Subject: RE: Help: Pace Egging?
The following is taken from Charles Kightly's The Customs and Ceremonies of Britain (Thames and Hudson, 1986); not the best reference available, but the only one I have to hand:

"Paste (Pasch: Easter) or Pace Egging was ... popular throughout Northern England and Scotland, and particularly in Lancashire and Cheshire, where it survived until at least the Second World War... In earlier generations, [the song} would have been sung by young men - doubtless more interested in money and "small beer" than eggs - as part of a Pace-Egg Play, a regional variant of the Mumming Play: similar plays were also much acted in West Yorkshire, where revived local versions can be seen on Good Friday at Mytholmroyd, Midgley, Brighouse and elsewhere in the Halifax area.

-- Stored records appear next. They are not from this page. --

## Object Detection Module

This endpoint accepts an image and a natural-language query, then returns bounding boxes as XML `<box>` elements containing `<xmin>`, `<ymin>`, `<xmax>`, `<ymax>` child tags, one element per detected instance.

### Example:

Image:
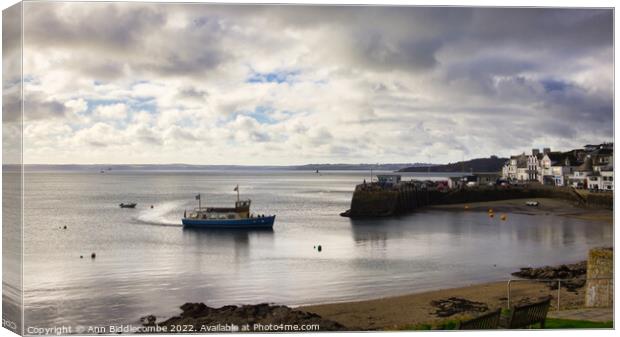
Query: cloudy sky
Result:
<box><xmin>9</xmin><ymin>2</ymin><xmax>613</xmax><ymax>165</ymax></box>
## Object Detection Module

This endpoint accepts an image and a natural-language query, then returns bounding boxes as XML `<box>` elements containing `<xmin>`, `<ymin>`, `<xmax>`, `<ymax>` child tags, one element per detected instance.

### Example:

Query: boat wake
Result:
<box><xmin>136</xmin><ymin>201</ymin><xmax>184</xmax><ymax>226</ymax></box>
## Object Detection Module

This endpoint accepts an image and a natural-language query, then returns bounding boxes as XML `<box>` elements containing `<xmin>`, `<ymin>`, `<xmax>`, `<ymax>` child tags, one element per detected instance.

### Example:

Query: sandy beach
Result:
<box><xmin>299</xmin><ymin>198</ymin><xmax>613</xmax><ymax>330</ymax></box>
<box><xmin>428</xmin><ymin>198</ymin><xmax>613</xmax><ymax>224</ymax></box>
<box><xmin>298</xmin><ymin>281</ymin><xmax>584</xmax><ymax>330</ymax></box>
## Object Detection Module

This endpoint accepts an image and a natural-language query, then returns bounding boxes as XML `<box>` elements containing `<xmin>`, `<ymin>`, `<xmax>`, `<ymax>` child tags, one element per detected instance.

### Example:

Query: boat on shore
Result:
<box><xmin>181</xmin><ymin>186</ymin><xmax>276</xmax><ymax>229</ymax></box>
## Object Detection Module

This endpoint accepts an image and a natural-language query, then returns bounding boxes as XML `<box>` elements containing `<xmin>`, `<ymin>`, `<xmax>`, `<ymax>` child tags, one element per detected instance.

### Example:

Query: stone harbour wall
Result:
<box><xmin>585</xmin><ymin>247</ymin><xmax>614</xmax><ymax>307</ymax></box>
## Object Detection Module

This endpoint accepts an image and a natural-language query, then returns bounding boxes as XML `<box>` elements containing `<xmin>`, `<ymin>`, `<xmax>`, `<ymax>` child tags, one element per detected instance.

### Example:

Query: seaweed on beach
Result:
<box><xmin>512</xmin><ymin>261</ymin><xmax>587</xmax><ymax>292</ymax></box>
<box><xmin>431</xmin><ymin>297</ymin><xmax>489</xmax><ymax>317</ymax></box>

Once collected (or, in recent times, bought) "real" Easter eggs are still often painted, decorated or dyed either by boiling in a coloured cloth or with some natural dye like onion skins (for a golden-brown egg); furze-blossom (yellow); "Pasque flower" (bright green) or cochineal (for the favourite red).  Then (if not eaten for breakfast) they may be concealed about the garden for an egg hunt: or, especially in northern Britain, hard-boiled for egg rolling down a hill or slope - the winner being, according to local preference, the one which rolls furthest, survives most rolls, or is successfully aimed between two pegs.  In many places this ancient sport... takes place on Easter Monday at a site fixed by long tradition.  Such include Arthur's Seat in Edinburgh; the castle moat at Penrith, Cumbria; Bunker's Hill, Derby; and, best publicized of all, Avenham Park at Preston, Lancashire, where tens of thousands roll and then eat both eggs and (latterly) oranges.

Alternatively, the eggs may be "dumped" (another northern habit) by being clasped firmly in the hand and smashed against that of an opponent until one or other breaks: or (as in parts of south-western England) a number may be marked and "shackled" (shaken) together in a sieve, the last to crack being the winner.  All such old egg customs, however, are now in acute danger from the 20th century's principal contribution to the Easter canon, namely the chocolate Easter egg."